Makin jelas pula bahwa dakwah menyerukan jihad dan Khilafah bukan hanya sekedar bicara alias NATO (No Action Talking Only) tapi kita butuh pergerakan yang bisa menggerakkan. Sejarah mencatat yang mampu menyatukan seluruh umat Islam di dunia hanyalah khilafah. Sudah seharusnya umat menyambut seruan ini karena Khilafah adalah ajaran Allah dan bisyarah Rasulullah yang pasti akan terwujud.
Seperti sabda Rasulullah Saw.
ثُمَّ تَكُونُ خِلاَفَةٌ عَلَى مِنْهَاجِ النُّبُوَّةِ فَتَكُونُ مَا شَاءَ اللهُ
Kemudian akan ada Khilafah yang mengikuti manhaj kenabian.[HR Abu Dawud al-Thayalisi, Ahmad dan lafal ini darinya, al-Bazzar dan al-Thabrani].
Musuh Allah pasti menghalangi tegaknya Khilafah, termasuk Netanyahu beserta koloni barat dan juga antek-anteknya. Begitu juga penguasa muslim pengkhianat akan mendukung mereka karena kecintaan mereka pada kekuasaan yang di janjikan oleh barat dan dunia.
Umat harus menguatkan keyakinannya dan berjuang untuk menjemput nashrullah.
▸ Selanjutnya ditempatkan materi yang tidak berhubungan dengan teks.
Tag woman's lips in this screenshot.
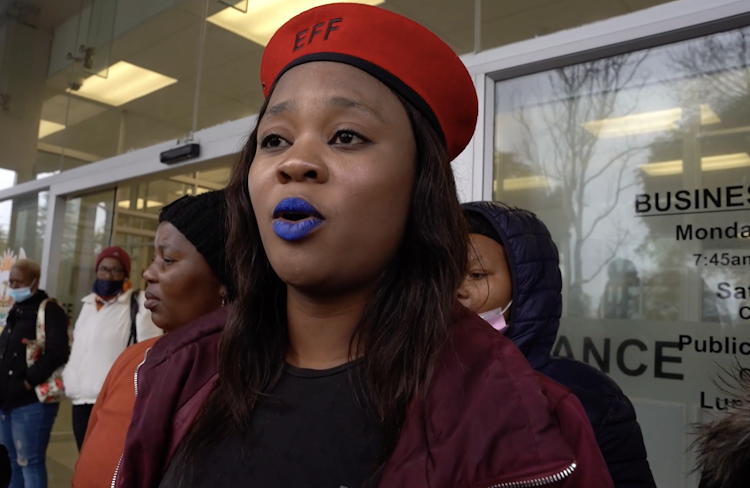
[272,197,325,241]
[143,291,161,310]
Hari ini tampak jelas kerusakan di berbagai bidang yang di sebabkan oleh sistem kapitalisme sekulerisme ( memisahkan agama dari kehidupan) umat butuh solusi hakiki yang bisa mengatasi semua masalah yang ada dengan tuntas. Kebutuhan akan khilafah sudah makin nyata karena hanya dengan khilafah semua masalah akan dapat di atasi.
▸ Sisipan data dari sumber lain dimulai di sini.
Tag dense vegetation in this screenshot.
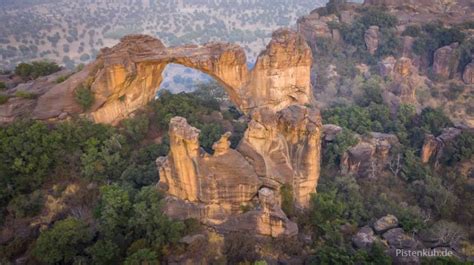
[15,61,61,80]
[0,84,250,264]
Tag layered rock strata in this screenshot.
[157,116,314,237]
[0,29,322,236]
[4,29,312,124]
Perjuangan menegakkan hukum Allah ini harus dipimpin oleh jamaah dakwah ideologis yang mengikuti metode Rasulullah. Para pengembannya harus makin menguatkan tekad dakwah kepada umat dan memanfaatkan situasi hari ini untuk membangun kesadaran umat bahwa hanya dengan aturan Allah di dalam naungan khilafah negeri ini dan juga dunia akan aman damai sentosa karena Islam tidak hanya untuk umat muslim tapi untuk semua umat manusia. Wallahu'alam bi shawab.